Dan Pink, the Right Brain, and Marketing in the 21st Century
Since it published in 2005, I’ve made it my mission to highly recommend the Daniel Pink book, A Whole New Mind, to pretty much everyone I come into contact with (and perhaps especially to reporters writing about gender in marketing). I’d like to, but, alas, I can’t buy 4500 copies to distribute. So, I’ll just mention here that Oprah recently interviewed Pink, and then, as part of a commencement address she did kindly distribute that many copies of his book to graduates (what a great way to launch them forward into life/careers).

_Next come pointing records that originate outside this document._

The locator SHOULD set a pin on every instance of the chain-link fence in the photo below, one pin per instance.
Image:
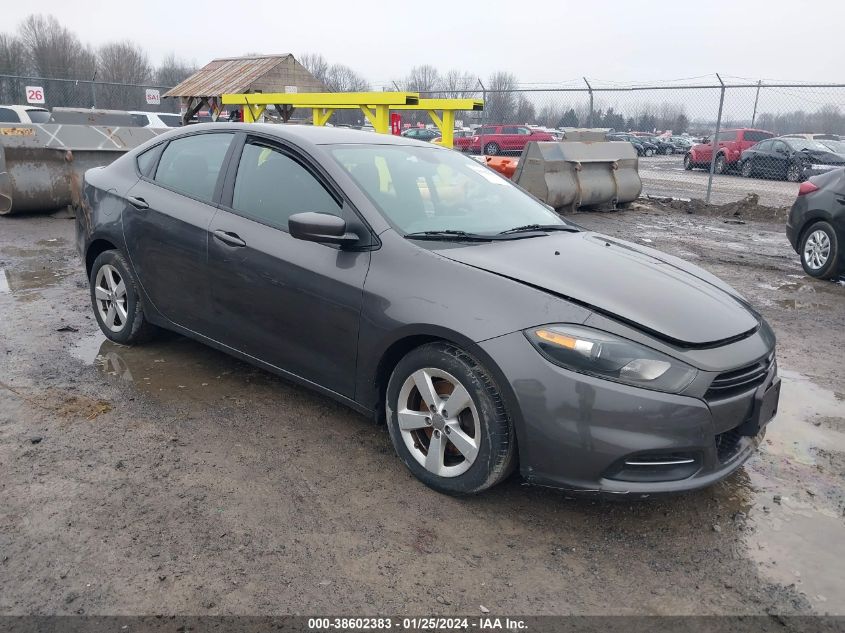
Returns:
(665, 122)
(84, 94)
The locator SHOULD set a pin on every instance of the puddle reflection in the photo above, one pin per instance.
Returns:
(790, 494)
(173, 366)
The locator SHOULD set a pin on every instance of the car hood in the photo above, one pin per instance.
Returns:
(655, 292)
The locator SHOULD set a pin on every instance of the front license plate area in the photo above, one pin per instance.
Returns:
(765, 408)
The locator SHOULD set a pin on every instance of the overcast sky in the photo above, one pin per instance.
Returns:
(552, 41)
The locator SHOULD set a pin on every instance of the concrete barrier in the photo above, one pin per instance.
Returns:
(575, 174)
(41, 165)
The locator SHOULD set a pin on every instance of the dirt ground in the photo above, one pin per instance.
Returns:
(172, 479)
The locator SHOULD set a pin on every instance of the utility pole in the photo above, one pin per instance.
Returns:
(483, 117)
(715, 139)
(590, 90)
(756, 98)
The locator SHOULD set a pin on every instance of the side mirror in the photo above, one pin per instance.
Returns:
(320, 227)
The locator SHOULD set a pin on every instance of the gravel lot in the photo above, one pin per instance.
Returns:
(666, 176)
(173, 479)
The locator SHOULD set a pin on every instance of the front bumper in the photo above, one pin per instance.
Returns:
(581, 433)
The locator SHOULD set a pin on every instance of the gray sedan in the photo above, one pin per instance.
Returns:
(419, 287)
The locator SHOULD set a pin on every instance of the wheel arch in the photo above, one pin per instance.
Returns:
(409, 340)
(94, 250)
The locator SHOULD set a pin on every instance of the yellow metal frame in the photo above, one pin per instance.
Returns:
(376, 107)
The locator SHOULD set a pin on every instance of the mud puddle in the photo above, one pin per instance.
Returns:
(793, 495)
(171, 368)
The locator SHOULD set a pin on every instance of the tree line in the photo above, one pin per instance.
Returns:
(42, 48)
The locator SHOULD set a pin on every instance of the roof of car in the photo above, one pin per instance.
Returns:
(314, 134)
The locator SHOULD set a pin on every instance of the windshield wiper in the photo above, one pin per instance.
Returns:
(541, 227)
(449, 235)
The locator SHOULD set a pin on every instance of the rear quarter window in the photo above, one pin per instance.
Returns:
(756, 136)
(191, 164)
(8, 115)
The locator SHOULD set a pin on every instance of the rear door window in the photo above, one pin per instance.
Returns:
(756, 135)
(271, 186)
(191, 164)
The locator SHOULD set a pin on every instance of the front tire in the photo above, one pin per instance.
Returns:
(820, 251)
(447, 420)
(116, 300)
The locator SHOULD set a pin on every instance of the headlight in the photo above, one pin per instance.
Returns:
(610, 357)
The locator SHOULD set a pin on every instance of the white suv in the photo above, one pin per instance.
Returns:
(23, 114)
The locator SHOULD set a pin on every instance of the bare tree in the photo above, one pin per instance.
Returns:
(457, 84)
(54, 51)
(173, 70)
(316, 64)
(501, 100)
(123, 62)
(424, 79)
(12, 62)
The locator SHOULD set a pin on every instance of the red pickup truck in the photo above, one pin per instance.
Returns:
(731, 144)
(496, 139)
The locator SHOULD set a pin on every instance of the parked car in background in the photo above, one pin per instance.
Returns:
(23, 114)
(816, 225)
(498, 139)
(421, 134)
(461, 139)
(420, 288)
(815, 136)
(789, 158)
(640, 143)
(156, 119)
(664, 146)
(731, 144)
(682, 144)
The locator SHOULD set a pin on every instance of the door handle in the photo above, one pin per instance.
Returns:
(138, 203)
(231, 239)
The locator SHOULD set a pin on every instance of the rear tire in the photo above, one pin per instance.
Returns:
(474, 442)
(116, 300)
(820, 251)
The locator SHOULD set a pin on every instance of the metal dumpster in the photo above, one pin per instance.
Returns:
(576, 174)
(41, 166)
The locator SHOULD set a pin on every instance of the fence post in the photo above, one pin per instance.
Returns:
(483, 118)
(590, 90)
(715, 139)
(756, 98)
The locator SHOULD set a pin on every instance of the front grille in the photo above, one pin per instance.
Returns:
(727, 444)
(742, 379)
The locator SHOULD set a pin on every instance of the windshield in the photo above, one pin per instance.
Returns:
(803, 143)
(429, 189)
(836, 146)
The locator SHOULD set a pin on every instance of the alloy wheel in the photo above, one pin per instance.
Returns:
(439, 422)
(110, 294)
(817, 249)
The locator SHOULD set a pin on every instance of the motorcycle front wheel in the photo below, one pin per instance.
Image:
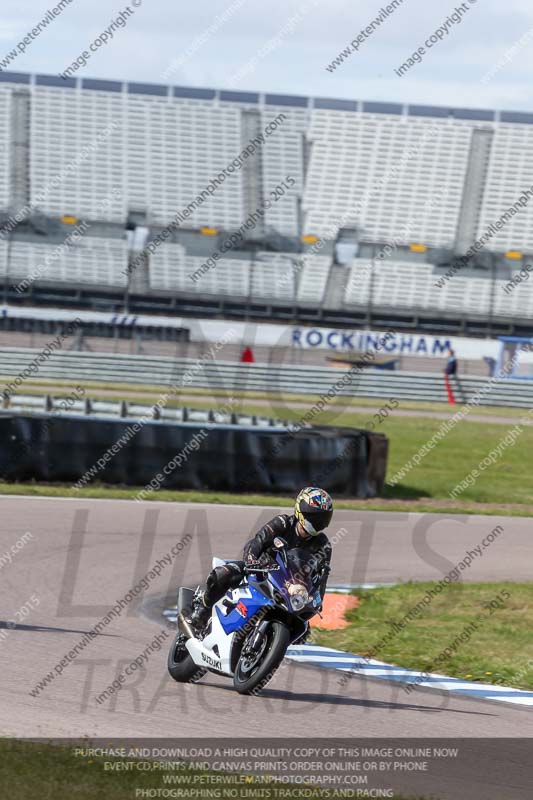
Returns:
(256, 667)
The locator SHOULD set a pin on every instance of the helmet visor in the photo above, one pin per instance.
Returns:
(317, 521)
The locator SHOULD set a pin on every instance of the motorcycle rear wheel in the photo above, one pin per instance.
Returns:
(180, 664)
(250, 677)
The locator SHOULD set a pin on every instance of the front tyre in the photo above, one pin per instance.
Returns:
(180, 664)
(255, 669)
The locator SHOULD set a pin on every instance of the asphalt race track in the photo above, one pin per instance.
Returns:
(86, 554)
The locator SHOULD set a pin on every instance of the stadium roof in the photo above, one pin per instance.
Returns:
(255, 98)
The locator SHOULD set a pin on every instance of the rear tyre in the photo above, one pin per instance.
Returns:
(254, 672)
(181, 667)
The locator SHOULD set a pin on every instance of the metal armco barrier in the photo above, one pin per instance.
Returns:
(269, 379)
(238, 458)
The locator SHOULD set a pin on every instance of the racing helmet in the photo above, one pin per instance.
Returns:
(313, 509)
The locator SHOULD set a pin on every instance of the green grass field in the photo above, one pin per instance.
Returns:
(500, 651)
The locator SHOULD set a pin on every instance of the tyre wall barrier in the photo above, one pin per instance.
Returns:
(240, 458)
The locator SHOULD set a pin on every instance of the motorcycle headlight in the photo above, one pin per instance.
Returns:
(299, 596)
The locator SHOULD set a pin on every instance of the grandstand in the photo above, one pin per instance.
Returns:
(411, 187)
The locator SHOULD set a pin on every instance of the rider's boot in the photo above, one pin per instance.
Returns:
(200, 612)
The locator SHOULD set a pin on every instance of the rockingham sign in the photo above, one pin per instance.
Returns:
(399, 344)
(339, 340)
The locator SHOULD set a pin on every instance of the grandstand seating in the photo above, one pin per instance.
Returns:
(91, 260)
(286, 277)
(113, 151)
(172, 270)
(408, 285)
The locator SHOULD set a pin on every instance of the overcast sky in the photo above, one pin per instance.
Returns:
(160, 44)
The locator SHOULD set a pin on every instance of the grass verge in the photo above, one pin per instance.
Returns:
(498, 651)
(34, 771)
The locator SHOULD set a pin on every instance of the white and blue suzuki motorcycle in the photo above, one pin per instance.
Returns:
(252, 626)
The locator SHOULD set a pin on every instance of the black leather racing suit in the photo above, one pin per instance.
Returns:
(259, 548)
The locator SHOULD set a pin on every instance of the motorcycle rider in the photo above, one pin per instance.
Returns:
(313, 511)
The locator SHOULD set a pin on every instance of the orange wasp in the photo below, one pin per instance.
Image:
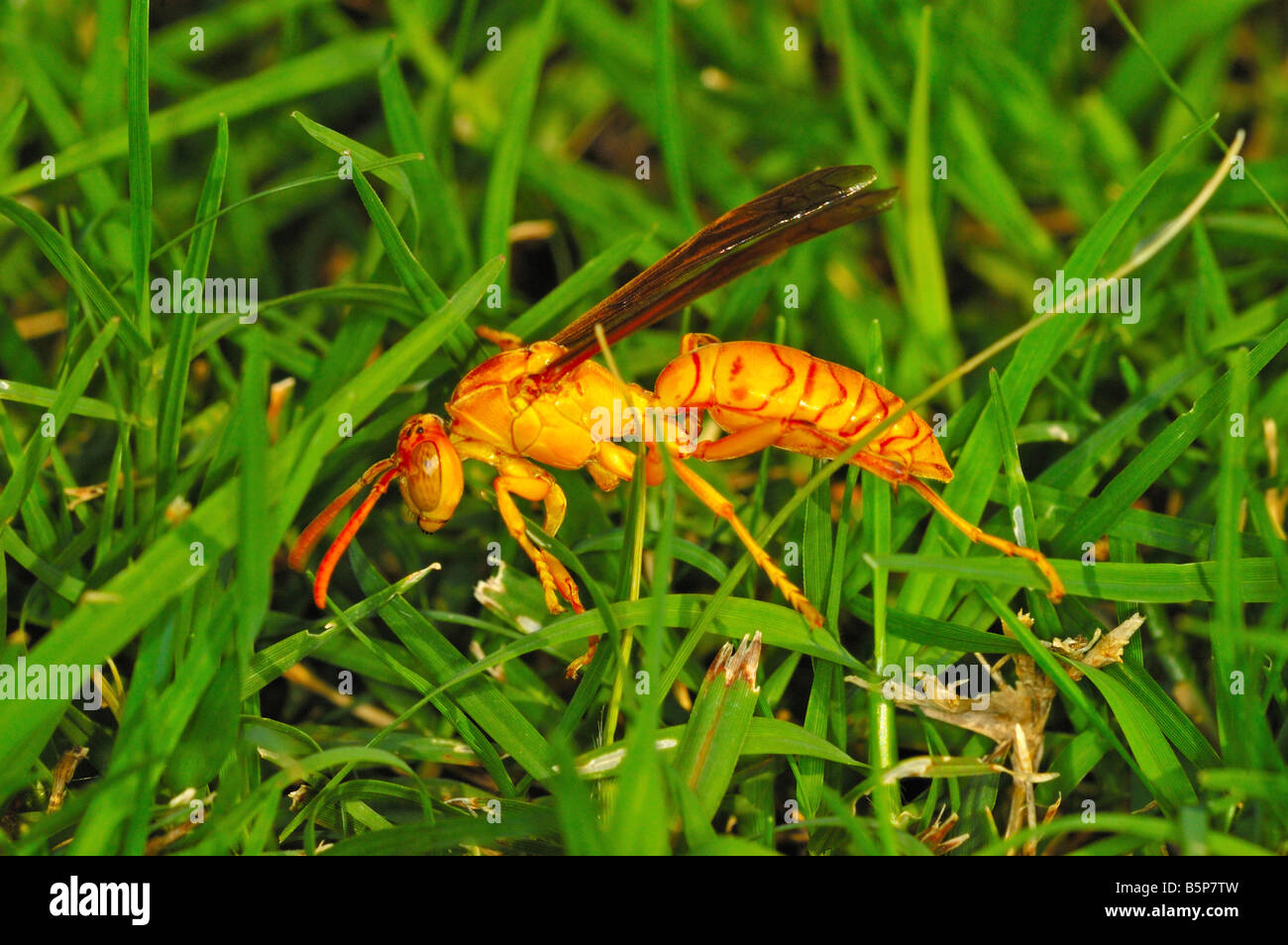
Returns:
(539, 403)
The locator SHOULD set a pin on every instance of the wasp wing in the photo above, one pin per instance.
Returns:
(726, 248)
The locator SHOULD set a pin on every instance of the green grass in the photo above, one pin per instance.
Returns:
(151, 529)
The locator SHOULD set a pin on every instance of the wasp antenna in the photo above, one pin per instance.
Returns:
(342, 541)
(310, 535)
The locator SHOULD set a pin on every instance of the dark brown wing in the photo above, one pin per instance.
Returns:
(726, 248)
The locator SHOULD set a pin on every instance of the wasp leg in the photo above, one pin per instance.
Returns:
(977, 535)
(518, 476)
(901, 476)
(746, 442)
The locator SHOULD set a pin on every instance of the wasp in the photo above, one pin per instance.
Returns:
(535, 406)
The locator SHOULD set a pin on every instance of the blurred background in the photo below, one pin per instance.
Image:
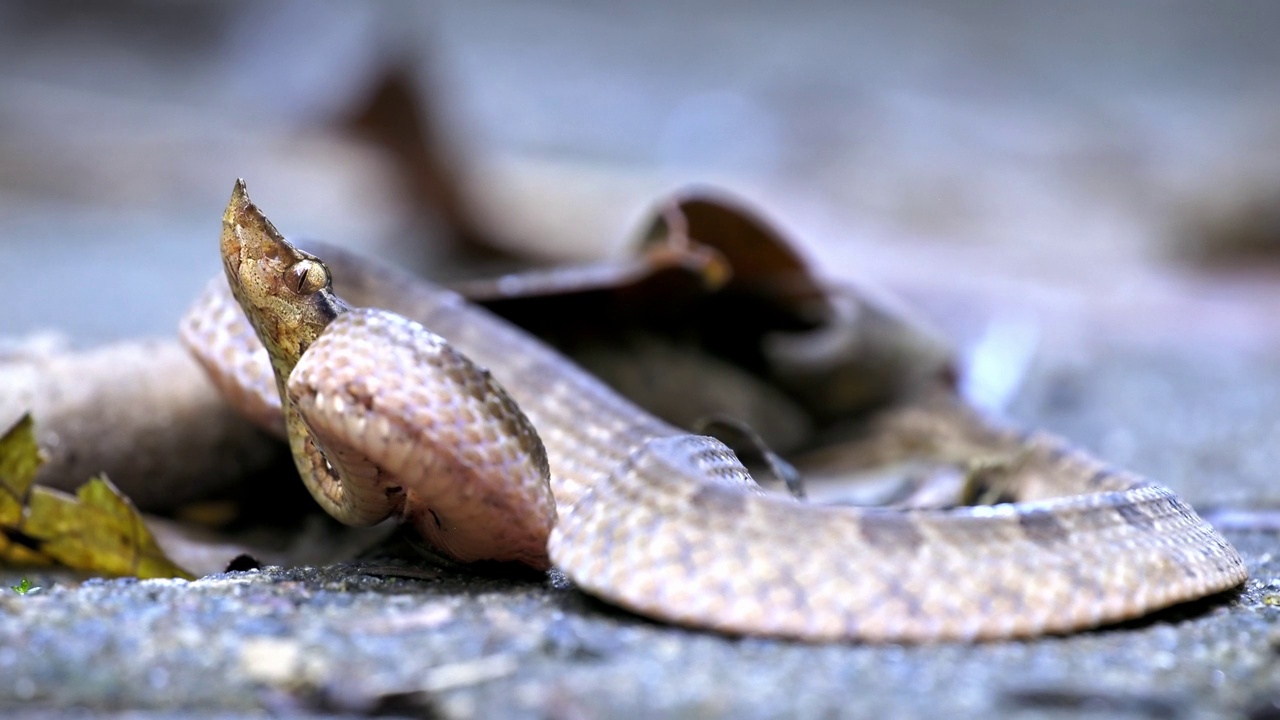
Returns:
(1098, 172)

What Dan Pink and Oprah have to do with you is this: Pink offers a whole new way to consider gender in marketing, while Oprah has raised it up for the masses – who will likely take her up on reading the book, raising their experience and expectations of the world around them. These people, of course, are also those who buy your products.
What I find fascinating is that, with a simple change in word choice, polar opposites (men vs women) become two collaborating elements (men and women, left with right brain thinking – with the right side, in fact, doing the “guiding”). While that is the way he and Oprah discuss the topic, Pink actually neutralizes the language a bit more in his book by calling these L and R-directed thinking (which I think is helpful).
In the just past information age, L-directed thinking (logical, linear) was rewarded in business and life, but now, in our “conceptual age,” R-directed thinking (emotional and relational) is more emphasized in personal and business realms. The observations and predictions of Pink’s 2005 book have become more evident these four years later. We DO live in a world where things like design and story matter MUCH more to humanity and that is seen in what today’s consumers expect from brands and marketing.
This could well be what goes through many a buyer’s mind these days:
“If you want my brand love or my hard-earned dollars, make your pitch a much richer proposition than facts and price. If your corporate values aren’t a fit, I can tell. If your design pales in comparison to the level that, say, Apple, is delivering, I’ll ignore your products. If you can’t match up some element in your or your customers’ stories with some element in mine, I’ll see if your competitors can.”
In fact, as I type, I’m also preparing for a storytelling panel at the Pacific Coast Builders Conference (PCBC) in mid-June. End users, such as home purchasers or retail/commercial building shoppers or tenants, may well have previously been a demographic marketers treated as L-directed thinkers. I doubt that that has ever really been the case, but wow – the world has significantly changed and most industries have to serve an R-directed decision-maker. The “senses” that include design and story are top of mind to most consumers today (whether they realize it or not). Yet, brands are ploddingly slow to develop their more R-directed efforts.
So, yes, let’s revisit the ideas in Pink’s book – as per Oprah’s recent nudge. Start to think of the consumer not in terms of gender, polarizing one from the other, so much as how he or she is a perhaps more R-directed thinker today. When you make that assessment, it is easier to serve the way women may have been more likely to buy in the past without making it about only women.
R-directed equals being guided by women (as per the definition of transparent marketing in Don’t Think Pink – which is not a comment on the author of A Whole New Mind by any means). Pursuing this idea and changing your marketing to better serve today’s consumers may well be easier when gender is left out of the conversation. Right brain thinkers are already uniting and calling us to task.